A Map Of Travel Distances – London To The World

Map Travel Distances London
In 1914, John G. Bartholomew, a member of a renowned Edinburgh family known for their expertise in map-making and the official cartographer for King George V, released “An Atlas of Economic Geography.” This book was designed for young students and encompassed a comprehensive resource for aspiring entrepreneurs, imperialists, traders, or explorers.

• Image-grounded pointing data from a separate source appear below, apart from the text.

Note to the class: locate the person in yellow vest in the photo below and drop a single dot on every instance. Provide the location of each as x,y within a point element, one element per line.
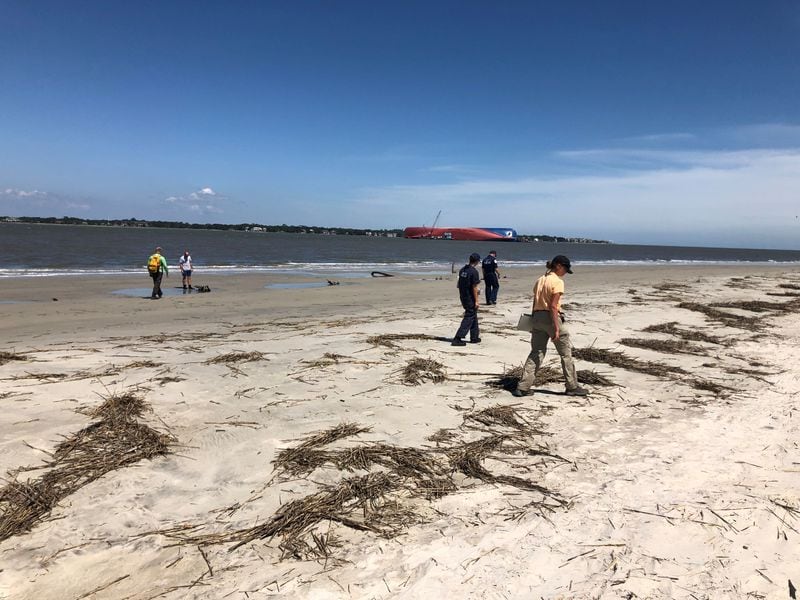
<point>549,324</point>
<point>157,267</point>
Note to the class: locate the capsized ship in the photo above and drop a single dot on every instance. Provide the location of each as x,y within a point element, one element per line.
<point>472,234</point>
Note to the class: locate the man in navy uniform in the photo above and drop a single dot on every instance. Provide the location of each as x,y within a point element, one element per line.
<point>468,280</point>
<point>491,277</point>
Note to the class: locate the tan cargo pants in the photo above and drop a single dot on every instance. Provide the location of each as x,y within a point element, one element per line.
<point>542,332</point>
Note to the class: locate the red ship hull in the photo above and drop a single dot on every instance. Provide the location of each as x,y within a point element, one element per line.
<point>473,234</point>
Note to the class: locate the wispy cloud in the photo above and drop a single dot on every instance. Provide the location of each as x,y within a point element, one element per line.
<point>12,193</point>
<point>456,169</point>
<point>680,193</point>
<point>202,202</point>
<point>659,138</point>
<point>37,203</point>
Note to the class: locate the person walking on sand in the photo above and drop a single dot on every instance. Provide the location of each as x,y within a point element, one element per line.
<point>157,267</point>
<point>491,277</point>
<point>468,280</point>
<point>185,263</point>
<point>549,324</point>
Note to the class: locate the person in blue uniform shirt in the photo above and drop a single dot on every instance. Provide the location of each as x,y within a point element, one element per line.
<point>468,280</point>
<point>491,277</point>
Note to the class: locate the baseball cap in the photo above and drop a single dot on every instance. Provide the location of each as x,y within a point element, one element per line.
<point>560,259</point>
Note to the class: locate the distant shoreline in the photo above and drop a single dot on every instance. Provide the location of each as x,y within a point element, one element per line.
<point>261,228</point>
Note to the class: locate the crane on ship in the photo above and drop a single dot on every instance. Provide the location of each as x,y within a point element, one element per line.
<point>435,221</point>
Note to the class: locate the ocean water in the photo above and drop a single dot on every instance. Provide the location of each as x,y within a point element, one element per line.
<point>47,250</point>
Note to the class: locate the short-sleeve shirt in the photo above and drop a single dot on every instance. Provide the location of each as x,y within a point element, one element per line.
<point>489,265</point>
<point>467,279</point>
<point>544,289</point>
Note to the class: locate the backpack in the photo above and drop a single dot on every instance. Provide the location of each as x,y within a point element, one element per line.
<point>154,263</point>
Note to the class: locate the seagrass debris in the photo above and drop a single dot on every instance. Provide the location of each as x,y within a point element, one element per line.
<point>726,318</point>
<point>385,501</point>
<point>546,375</point>
<point>388,339</point>
<point>114,440</point>
<point>621,360</point>
<point>419,370</point>
<point>6,357</point>
<point>143,364</point>
<point>664,346</point>
<point>693,335</point>
<point>442,435</point>
<point>759,306</point>
<point>359,503</point>
<point>503,416</point>
<point>236,357</point>
<point>108,371</point>
<point>290,458</point>
<point>469,459</point>
<point>329,358</point>
<point>670,286</point>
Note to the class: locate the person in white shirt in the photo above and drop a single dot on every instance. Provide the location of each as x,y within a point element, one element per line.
<point>185,263</point>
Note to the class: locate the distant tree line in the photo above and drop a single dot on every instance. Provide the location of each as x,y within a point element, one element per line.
<point>258,227</point>
<point>557,238</point>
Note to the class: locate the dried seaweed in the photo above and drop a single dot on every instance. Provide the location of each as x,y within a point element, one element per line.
<point>664,346</point>
<point>236,357</point>
<point>693,335</point>
<point>502,416</point>
<point>726,318</point>
<point>757,306</point>
<point>623,361</point>
<point>388,339</point>
<point>546,375</point>
<point>115,440</point>
<point>384,501</point>
<point>418,370</point>
<point>6,357</point>
<point>594,378</point>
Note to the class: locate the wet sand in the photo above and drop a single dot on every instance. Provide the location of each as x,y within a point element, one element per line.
<point>652,488</point>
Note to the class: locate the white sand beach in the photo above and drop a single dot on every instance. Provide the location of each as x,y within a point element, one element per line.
<point>677,482</point>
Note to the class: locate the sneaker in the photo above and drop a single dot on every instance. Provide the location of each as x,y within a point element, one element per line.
<point>578,391</point>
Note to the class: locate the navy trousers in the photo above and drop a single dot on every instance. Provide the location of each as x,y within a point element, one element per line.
<point>157,293</point>
<point>492,284</point>
<point>469,324</point>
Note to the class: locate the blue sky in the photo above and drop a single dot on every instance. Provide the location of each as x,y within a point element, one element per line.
<point>640,122</point>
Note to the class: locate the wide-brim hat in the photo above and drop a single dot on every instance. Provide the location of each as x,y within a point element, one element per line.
<point>563,261</point>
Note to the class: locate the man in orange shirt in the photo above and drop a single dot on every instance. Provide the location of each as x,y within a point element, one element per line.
<point>548,324</point>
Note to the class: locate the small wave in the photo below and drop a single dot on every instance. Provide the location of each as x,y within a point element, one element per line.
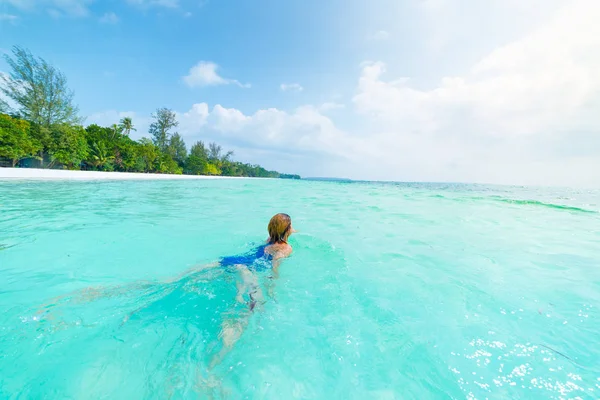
<point>543,204</point>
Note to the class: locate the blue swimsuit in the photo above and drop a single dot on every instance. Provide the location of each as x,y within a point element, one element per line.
<point>256,259</point>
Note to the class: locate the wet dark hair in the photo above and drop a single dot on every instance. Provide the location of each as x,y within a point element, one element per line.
<point>280,228</point>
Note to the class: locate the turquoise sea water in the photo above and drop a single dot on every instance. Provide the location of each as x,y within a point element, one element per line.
<point>394,291</point>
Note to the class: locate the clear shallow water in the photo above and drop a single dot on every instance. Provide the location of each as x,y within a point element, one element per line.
<point>393,291</point>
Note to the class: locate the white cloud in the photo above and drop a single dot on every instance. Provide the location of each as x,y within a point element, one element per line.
<point>157,3</point>
<point>509,119</point>
<point>331,106</point>
<point>109,117</point>
<point>205,74</point>
<point>380,35</point>
<point>109,18</point>
<point>8,17</point>
<point>56,8</point>
<point>525,112</point>
<point>291,87</point>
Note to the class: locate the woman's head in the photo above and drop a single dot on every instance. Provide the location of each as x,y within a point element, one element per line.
<point>280,228</point>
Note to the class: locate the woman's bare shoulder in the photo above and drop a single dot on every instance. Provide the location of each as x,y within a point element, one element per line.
<point>279,250</point>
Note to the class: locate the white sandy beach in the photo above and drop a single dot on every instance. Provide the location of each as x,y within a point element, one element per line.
<point>55,174</point>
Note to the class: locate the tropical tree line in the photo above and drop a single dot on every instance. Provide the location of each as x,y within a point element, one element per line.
<point>42,128</point>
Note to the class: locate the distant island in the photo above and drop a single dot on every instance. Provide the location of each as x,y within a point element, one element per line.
<point>327,179</point>
<point>43,130</point>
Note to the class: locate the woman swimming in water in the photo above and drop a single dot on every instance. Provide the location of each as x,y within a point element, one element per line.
<point>247,267</point>
<point>265,256</point>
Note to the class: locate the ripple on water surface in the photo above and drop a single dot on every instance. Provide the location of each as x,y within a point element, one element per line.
<point>393,291</point>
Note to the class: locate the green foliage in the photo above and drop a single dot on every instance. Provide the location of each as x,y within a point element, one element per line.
<point>147,154</point>
<point>68,145</point>
<point>177,149</point>
<point>126,126</point>
<point>16,141</point>
<point>46,125</point>
<point>164,164</point>
<point>38,89</point>
<point>160,130</point>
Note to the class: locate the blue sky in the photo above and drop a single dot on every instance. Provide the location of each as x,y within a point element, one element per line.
<point>434,90</point>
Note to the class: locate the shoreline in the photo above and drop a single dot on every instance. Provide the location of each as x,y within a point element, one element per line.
<point>61,174</point>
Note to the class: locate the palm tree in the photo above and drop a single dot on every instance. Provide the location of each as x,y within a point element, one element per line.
<point>99,156</point>
<point>127,125</point>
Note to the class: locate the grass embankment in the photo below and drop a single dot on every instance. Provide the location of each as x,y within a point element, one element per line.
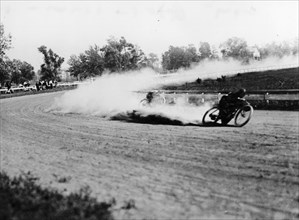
<point>22,199</point>
<point>283,81</point>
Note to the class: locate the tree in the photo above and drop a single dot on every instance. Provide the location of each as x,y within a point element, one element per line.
<point>204,51</point>
<point>52,64</point>
<point>5,44</point>
<point>88,64</point>
<point>119,55</point>
<point>152,61</point>
<point>279,49</point>
<point>236,48</point>
<point>5,41</point>
<point>179,57</point>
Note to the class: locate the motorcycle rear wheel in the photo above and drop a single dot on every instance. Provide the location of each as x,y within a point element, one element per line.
<point>243,115</point>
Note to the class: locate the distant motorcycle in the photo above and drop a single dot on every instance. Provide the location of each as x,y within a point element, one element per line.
<point>241,114</point>
<point>153,98</point>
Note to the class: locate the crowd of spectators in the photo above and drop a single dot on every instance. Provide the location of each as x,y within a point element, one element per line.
<point>26,86</point>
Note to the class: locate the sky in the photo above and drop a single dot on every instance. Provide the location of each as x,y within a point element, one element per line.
<point>71,27</point>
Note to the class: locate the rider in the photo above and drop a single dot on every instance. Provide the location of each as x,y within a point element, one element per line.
<point>149,97</point>
<point>229,102</point>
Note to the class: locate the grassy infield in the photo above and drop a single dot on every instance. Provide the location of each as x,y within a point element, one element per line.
<point>22,198</point>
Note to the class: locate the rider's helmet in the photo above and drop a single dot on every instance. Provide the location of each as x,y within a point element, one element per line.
<point>149,95</point>
<point>241,93</point>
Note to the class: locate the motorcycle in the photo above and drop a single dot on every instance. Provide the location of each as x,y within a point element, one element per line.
<point>241,113</point>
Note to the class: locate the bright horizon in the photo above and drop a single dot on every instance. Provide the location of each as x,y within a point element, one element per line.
<point>70,27</point>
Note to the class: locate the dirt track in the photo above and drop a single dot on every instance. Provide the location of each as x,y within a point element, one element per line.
<point>177,172</point>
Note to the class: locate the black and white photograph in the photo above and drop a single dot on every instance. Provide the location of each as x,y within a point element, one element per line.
<point>139,110</point>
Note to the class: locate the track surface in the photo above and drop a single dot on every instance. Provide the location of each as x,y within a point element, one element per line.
<point>177,172</point>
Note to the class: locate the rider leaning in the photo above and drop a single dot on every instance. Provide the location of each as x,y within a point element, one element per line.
<point>231,101</point>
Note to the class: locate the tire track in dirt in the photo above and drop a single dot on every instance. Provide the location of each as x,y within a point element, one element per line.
<point>178,172</point>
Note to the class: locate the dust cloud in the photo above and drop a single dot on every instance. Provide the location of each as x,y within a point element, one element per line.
<point>119,93</point>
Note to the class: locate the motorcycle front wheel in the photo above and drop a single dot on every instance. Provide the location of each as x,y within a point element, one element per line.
<point>211,116</point>
<point>243,115</point>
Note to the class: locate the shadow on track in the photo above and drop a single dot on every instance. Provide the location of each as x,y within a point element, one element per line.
<point>155,119</point>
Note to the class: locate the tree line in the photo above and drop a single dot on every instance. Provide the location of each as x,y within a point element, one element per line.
<point>119,55</point>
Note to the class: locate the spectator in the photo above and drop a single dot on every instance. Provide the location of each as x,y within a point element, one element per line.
<point>8,86</point>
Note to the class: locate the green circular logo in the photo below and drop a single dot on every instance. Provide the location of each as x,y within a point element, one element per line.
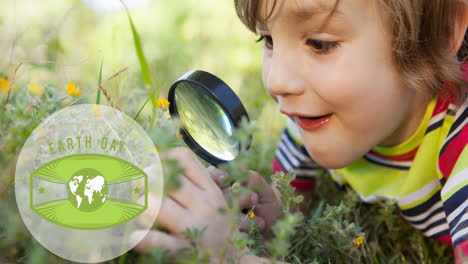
<point>82,183</point>
<point>87,190</point>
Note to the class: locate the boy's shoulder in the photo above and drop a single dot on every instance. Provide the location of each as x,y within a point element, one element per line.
<point>455,139</point>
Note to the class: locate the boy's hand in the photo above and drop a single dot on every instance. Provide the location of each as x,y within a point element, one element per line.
<point>265,202</point>
<point>194,205</point>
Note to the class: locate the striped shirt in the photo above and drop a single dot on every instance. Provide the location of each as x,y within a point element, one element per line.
<point>427,175</point>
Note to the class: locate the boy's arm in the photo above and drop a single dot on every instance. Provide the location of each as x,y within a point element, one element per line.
<point>455,193</point>
<point>252,259</point>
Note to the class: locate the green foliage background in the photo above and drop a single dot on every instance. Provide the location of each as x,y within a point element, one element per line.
<point>52,43</point>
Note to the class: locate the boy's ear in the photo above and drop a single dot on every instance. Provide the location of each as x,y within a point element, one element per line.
<point>461,24</point>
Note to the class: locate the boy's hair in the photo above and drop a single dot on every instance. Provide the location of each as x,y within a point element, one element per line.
<point>422,31</point>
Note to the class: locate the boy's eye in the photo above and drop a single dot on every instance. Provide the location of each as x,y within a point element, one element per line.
<point>321,46</point>
<point>268,41</point>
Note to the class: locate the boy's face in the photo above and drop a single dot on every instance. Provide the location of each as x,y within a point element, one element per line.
<point>342,73</point>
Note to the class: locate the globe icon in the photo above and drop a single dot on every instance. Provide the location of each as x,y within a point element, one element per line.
<point>87,190</point>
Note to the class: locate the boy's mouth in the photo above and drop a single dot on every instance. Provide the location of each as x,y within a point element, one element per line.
<point>309,123</point>
<point>313,123</point>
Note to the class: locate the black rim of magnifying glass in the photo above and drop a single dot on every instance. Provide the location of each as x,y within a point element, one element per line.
<point>226,99</point>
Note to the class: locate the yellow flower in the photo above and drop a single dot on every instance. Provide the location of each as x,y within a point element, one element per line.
<point>251,214</point>
<point>235,185</point>
<point>73,89</point>
<point>162,103</point>
<point>4,84</point>
<point>359,240</point>
<point>36,89</point>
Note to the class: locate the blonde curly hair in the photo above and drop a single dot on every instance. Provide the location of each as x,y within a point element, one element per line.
<point>422,32</point>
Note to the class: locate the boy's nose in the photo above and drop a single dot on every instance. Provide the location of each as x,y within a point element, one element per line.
<point>282,76</point>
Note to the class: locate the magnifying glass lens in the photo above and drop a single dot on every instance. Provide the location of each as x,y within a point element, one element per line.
<point>206,121</point>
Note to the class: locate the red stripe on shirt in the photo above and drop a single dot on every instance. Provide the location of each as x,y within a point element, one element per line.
<point>452,152</point>
<point>408,156</point>
<point>447,239</point>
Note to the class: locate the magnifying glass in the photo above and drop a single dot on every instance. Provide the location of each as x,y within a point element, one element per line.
<point>209,113</point>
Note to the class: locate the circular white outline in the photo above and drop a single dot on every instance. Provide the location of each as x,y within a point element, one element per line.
<point>85,117</point>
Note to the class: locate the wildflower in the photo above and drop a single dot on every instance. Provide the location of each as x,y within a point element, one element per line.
<point>162,103</point>
<point>36,89</point>
<point>4,84</point>
<point>359,240</point>
<point>251,214</point>
<point>236,185</point>
<point>73,89</point>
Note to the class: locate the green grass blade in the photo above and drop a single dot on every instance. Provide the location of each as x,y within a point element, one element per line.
<point>98,98</point>
<point>139,50</point>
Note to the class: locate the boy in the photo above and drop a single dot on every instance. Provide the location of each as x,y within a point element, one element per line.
<point>375,93</point>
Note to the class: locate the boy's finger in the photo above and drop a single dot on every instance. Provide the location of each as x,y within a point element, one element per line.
<point>193,168</point>
<point>248,200</point>
<point>173,216</point>
<point>244,222</point>
<point>155,239</point>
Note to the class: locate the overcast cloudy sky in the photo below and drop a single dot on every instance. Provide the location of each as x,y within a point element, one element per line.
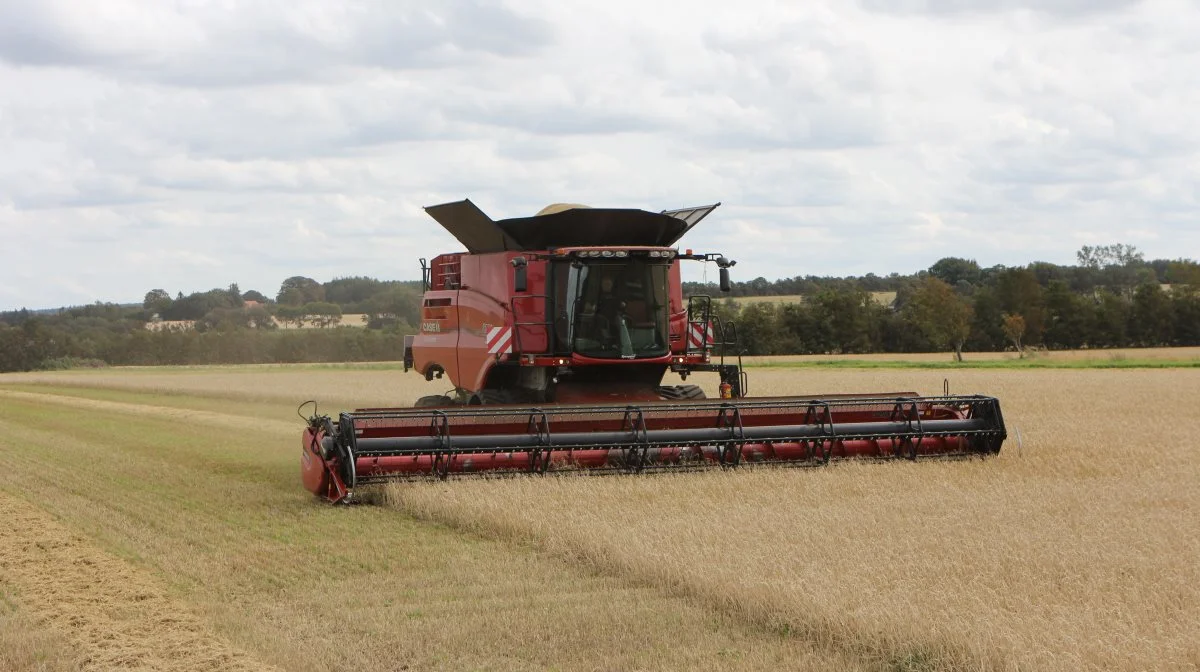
<point>186,145</point>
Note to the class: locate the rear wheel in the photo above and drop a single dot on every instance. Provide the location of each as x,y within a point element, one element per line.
<point>681,393</point>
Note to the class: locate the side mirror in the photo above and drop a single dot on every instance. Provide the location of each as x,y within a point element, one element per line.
<point>520,276</point>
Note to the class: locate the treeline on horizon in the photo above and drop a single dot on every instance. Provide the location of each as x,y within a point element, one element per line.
<point>1111,298</point>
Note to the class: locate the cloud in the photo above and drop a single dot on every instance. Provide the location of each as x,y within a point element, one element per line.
<point>1056,7</point>
<point>257,43</point>
<point>189,147</point>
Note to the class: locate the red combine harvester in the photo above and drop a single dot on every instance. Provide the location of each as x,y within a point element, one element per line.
<point>556,331</point>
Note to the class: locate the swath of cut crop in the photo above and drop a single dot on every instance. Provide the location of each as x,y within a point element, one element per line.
<point>112,615</point>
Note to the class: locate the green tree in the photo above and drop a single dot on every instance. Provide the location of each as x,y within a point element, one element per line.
<point>1152,317</point>
<point>1183,271</point>
<point>1014,330</point>
<point>940,315</point>
<point>759,329</point>
<point>291,315</point>
<point>323,313</point>
<point>1020,293</point>
<point>953,271</point>
<point>987,333</point>
<point>156,301</point>
<point>1186,307</point>
<point>298,291</point>
<point>1069,317</point>
<point>1111,319</point>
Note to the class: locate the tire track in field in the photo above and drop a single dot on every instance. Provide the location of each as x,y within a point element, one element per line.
<point>169,412</point>
<point>112,615</point>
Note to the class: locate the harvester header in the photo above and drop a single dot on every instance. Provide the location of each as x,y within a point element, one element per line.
<point>555,333</point>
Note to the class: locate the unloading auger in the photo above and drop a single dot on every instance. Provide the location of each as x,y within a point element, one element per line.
<point>556,331</point>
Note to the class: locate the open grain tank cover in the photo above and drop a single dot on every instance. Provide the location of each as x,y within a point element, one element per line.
<point>565,226</point>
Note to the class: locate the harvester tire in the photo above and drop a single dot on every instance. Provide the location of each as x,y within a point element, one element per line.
<point>678,393</point>
<point>433,401</point>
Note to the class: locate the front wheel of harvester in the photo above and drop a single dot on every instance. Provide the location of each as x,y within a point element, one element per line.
<point>681,393</point>
<point>433,401</point>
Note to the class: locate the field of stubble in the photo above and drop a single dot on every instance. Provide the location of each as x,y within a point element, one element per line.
<point>1078,547</point>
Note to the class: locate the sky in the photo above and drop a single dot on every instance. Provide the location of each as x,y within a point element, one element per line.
<point>187,145</point>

In addition to the expected charts detailing rainfall, temperature, and terrain, the atlas included maps indicating the geographical sources of rubber, cotton, or rice. Moreover, it featured maps displaying the prevalence of commercial languages, offering essential guidance for business endeavors in various regions. For example, if you were interested in conducting business in Indonesia, you’d know to use Dutch. Furthermore, the atlas presented maps illustrating the prevalence of climate-related diseases, providing valuable information for travelers. For instance, it cautioned about the risk of tropical dysentery in Indonesia. Among its contents, there was also the map displayed below, which indicated the travel duration from London, ranging from 5 to 40 days. Map Travel Distances London

Isochronic Map Travel Distances London

This map is an isochronic representation, with isochrones depicting lines connecting destinations reachable within the same travel time. It conveys a narrative about the evolving nature of travel. Within the central dark-pink area, you can reach any location within five days, spanning from the Azores in the west to the Russian city of Perm in the east.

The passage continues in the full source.